Ethics in the Age of AI

For the world, this is an Oppenheimer moment in Mo’s eyes. Harnessing the power of AI can be a positive or to the detriment of the human race, and right now is the time to get together and say “we can have enough abundance for everyone, can we please stop fighting.”

This conversation is the role of progressive governments like those in the Nordics, because larger governments like those in the US and China will only focus on the digital arms race, not the net benefit for humanity. We will not be able to regulate an entity that is ten times, or a billion times, smarter than us. Instead, Mo shared that the role of government should be to prepare humanity for the age of AI.

“We need to talk about a universal basic income if a lot of us start losing our jobs. We need to talk about the taxation structure for those that harness the power of AI. We need to start a conversation around the world that puts humanity on top of capitalism.”

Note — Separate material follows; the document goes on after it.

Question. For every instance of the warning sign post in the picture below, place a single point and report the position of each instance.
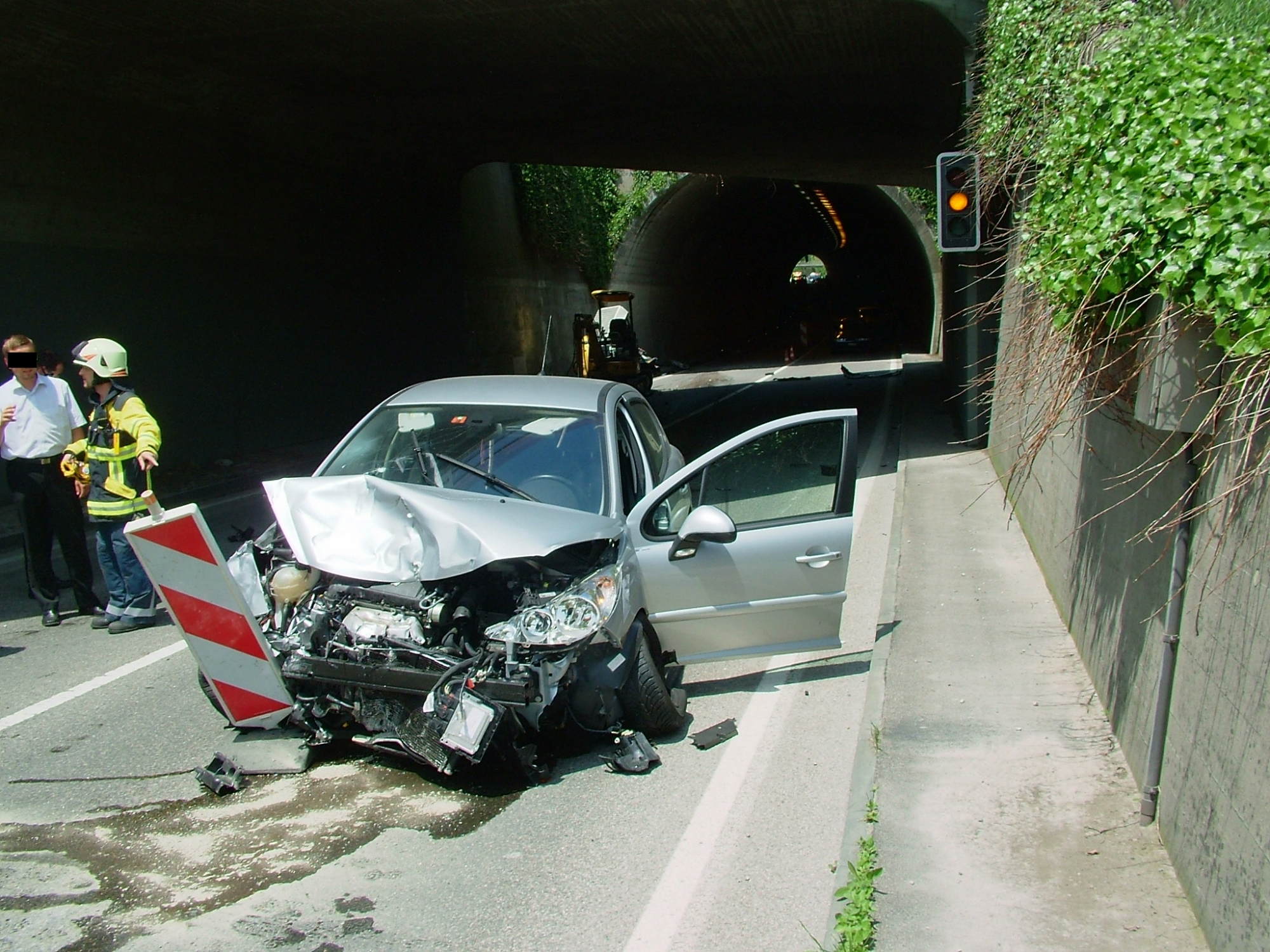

Mo also spoke of our own personal burdens of responsibility when it comes to shaping the algorithms that will shape our future. “If you are a developer, investor, businessperson, or entrepreneur, I ask you one thing – do not use AI in a way that you would not want your children exposed to – this is the essence of ethics. Treat others as you would like to be treated.”

Abundance Over Scarcity

Mo Gawdat closed his keynote by stating that he “didn’t want to scare everyone too much, and we’ll most likely be fine anyway.” A moment will come in our eventual future where we hand over our decision making to a machine, and they will solve our global crisis in a microsecond by talking to the machines on the other side instead of killing millions of people. 

Between now and then, we need to prepare by doing two things: intensely embracing AI as a force for good, and vocally telling the world to engage and save our future. This is an interesting paradox. But isn’t that that the core of physics is all about?”